Natural language user interfaces (LUI or NLUI) are a type of computer human interface where linguistic phenomena such as verbs, phrases and clauses act as UI controls for creating, selecting and modifying data in software applications.

In interface design natural language interfaces are sought after for their speed and ease of use, but most suffer the challenges to understanding wide varieties of ambiguous input. Natural language interfaces are an active area of study in the field of natural language processing and computational linguistics. An intuitive general natural language interface is one of the active goals of the Semantic Web.

Text interfaces are "natural" to varying degrees. Many formal (un-natural) programming languages incorporate idioms of natural human language. Likewise, a traditional keyword search engine could be described as a "shallow" natural language user interface.

A natural language search engine would in theory find targeted answers to user questions (as opposed to keyword search). For example, when confronted with a question of the form 'which U.S. state has the highest income tax?', conventional search engines ignore the question and instead search on the keywords 'state', 'income' and 'tax'. Natural language search, on the other hand, attempts to use natural language processing to understand the nature of the question and then to search and return a subset of the web that contains the answer to the question. If it works, results would have a higher relevance than results from a keyword search engine.

Prototype Nl interfaces had already appeared in the late sixties and early seventies.
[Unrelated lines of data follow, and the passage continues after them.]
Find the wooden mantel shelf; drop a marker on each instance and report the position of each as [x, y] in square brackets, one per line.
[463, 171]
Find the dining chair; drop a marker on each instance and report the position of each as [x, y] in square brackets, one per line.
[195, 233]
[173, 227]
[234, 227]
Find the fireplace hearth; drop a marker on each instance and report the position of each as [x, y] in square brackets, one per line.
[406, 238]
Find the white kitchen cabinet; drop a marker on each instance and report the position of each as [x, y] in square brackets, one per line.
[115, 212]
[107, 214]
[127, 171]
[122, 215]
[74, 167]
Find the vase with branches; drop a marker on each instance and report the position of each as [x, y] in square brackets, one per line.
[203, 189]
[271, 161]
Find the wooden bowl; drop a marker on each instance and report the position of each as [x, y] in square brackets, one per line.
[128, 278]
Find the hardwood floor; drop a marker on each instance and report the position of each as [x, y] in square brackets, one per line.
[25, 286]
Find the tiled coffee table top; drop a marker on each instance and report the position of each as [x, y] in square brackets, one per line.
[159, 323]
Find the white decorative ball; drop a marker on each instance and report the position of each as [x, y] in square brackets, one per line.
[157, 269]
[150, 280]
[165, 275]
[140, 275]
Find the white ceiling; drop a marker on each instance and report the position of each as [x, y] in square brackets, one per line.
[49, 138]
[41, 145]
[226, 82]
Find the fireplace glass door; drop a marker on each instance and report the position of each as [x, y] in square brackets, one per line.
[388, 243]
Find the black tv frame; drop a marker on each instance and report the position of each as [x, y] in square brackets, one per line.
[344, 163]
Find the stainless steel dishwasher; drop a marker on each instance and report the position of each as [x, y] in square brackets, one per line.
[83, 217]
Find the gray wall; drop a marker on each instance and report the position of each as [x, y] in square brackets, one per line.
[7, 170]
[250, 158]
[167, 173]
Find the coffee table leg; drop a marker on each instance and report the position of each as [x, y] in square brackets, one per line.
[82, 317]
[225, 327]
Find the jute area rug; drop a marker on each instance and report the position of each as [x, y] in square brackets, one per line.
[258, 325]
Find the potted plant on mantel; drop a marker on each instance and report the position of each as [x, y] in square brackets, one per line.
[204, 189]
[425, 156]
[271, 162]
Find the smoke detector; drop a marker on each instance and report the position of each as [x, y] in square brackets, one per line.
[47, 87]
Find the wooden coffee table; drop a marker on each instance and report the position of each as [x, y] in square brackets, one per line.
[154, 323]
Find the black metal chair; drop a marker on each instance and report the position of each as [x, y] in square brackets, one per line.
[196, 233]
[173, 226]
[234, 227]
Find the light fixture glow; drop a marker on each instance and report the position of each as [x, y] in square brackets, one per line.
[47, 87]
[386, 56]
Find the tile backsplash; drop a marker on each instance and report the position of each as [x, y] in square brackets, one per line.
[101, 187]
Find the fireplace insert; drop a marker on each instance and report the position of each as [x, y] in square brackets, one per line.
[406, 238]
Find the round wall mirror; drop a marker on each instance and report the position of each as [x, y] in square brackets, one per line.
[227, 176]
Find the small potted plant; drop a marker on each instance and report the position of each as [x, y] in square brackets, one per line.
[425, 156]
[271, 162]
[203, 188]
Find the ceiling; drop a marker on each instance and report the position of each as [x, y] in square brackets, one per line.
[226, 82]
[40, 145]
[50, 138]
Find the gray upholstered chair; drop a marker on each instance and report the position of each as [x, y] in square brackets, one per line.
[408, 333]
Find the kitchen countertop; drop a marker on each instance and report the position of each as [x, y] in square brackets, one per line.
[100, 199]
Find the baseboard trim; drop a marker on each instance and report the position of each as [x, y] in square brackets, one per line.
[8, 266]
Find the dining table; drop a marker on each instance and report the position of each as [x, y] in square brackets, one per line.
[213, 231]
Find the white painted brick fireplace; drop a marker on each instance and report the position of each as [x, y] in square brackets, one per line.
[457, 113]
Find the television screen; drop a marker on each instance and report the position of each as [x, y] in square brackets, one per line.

Natural language interfaces have in the past led users to anthropomorphize the computer, or at least to attribute more intelligence to machines than is warranted. On the part of the user, this has led to unrealistic expectations of the capabilities of the system. Such expectations will make it difficult to learn the restrictions of the system if users attribute too much capability to it, and will ultimately lead to disappointment when the system fails to perform as expected as was the case in the AI winter of the 1970s and 80s.